Cornerstone is also a resource for both banks wanting to sell and for other acquirers, Holoch pointed out. It has a specialized team that works with buyers, and counts bank stock loans for investors among its services.
Among other speakers on the NBA program was Mike Burke, robbery and crisis management consultant for Shazam, who told the bankers a lot they should know about ATM and fuel pump skimming devices, along with strategies criminals use to deploy them.
Burke began by pointing out that while the advent of the EMV chip added a layer of card security, “Until we get rid of the mag stripe we’re going to have fraud.”
ATM skimmers are after the mag stripe data and may be in the form of a keypad overlay or an internal version that slides into the card track and may include a miniature camera for copying PINs. The internal type is available on the dark market for around $400 and is used by Brazilian and Romanian groups, plus Cubans operating out of Miami, Fla., to raid banks’ ATMs.
He advised the bankers to check their ATMs three times a day for skimming devices and suggested that they ask law enforcement to drive though the premises occasionally on long weekends. The thieves are clever, he warned. One creative group he investigated went to a small town in North Dakota near the Canadian border and raided the only nearby ATM during a walleye tournament.

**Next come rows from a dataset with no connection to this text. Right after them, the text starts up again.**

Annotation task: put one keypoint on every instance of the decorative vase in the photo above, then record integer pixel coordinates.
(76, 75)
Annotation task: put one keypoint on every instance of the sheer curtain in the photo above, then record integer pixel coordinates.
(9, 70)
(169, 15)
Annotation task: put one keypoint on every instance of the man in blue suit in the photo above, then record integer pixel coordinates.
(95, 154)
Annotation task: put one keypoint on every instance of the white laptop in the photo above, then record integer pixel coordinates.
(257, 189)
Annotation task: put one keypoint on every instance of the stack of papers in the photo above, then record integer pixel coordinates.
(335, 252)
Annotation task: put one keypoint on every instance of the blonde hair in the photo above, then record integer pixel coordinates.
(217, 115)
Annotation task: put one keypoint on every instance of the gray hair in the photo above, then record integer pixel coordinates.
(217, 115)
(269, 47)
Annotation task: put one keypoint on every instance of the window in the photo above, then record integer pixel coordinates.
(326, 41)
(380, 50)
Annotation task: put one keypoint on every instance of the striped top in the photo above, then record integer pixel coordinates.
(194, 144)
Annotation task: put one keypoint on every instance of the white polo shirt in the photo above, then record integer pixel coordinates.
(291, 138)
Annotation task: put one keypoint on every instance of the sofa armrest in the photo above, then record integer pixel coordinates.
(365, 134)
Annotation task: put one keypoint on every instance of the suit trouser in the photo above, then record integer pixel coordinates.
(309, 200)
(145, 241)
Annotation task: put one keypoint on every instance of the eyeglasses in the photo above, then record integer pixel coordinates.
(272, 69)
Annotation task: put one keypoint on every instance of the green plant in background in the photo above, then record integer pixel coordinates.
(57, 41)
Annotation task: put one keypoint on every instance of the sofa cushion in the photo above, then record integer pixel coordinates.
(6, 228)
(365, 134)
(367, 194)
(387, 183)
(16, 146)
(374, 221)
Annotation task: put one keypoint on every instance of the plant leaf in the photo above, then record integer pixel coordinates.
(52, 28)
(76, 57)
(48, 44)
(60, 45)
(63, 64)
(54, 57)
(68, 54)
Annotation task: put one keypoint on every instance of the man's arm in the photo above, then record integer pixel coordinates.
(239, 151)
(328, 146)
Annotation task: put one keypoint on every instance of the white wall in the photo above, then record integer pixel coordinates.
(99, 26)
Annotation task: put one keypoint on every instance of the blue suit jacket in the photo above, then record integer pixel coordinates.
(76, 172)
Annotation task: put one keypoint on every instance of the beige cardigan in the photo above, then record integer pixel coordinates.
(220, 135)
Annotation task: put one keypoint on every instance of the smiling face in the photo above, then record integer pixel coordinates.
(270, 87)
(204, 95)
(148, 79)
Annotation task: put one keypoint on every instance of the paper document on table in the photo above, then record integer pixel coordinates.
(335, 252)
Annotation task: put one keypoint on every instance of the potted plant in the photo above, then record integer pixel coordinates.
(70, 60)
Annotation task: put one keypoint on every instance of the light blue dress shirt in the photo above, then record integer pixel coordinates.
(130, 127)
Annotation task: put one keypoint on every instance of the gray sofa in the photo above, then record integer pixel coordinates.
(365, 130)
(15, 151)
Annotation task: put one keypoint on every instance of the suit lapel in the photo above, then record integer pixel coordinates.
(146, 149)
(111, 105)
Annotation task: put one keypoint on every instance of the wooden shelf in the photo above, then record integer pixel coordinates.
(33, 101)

In a report to the convention by NBA president and CEO Richard Baier, it was noted that Bank on Nebraska Strong, a fund established by the association in coordination with United Way and other relief organizations to deal with the impact of the devastating March floods across the state had raised $130,000 as of May 1. NBA designated an initial $50,000 contribution toward the relief effort, which was followed by contributions from member banks and bankers, the American Bankers Association and other industry partners and individuals. The grant-making process for relief was to begin May 15.
During the convention, Alan Emshoff, president and CEO of Generations Bank, Exeter, was elected 2019-2020 NBA chairman, and Chris Hove, president and CEO of Nebraska Bank of Commerce, Lincoln, was elected chairman-elect. As chairman, Emshoff succeeds Dave Dannehl, president and CEO of First State Bank, Loomis.
More than 500 bankers, vendors and guests attended the convention May 1-3 at the Embassy Suites in La Vista.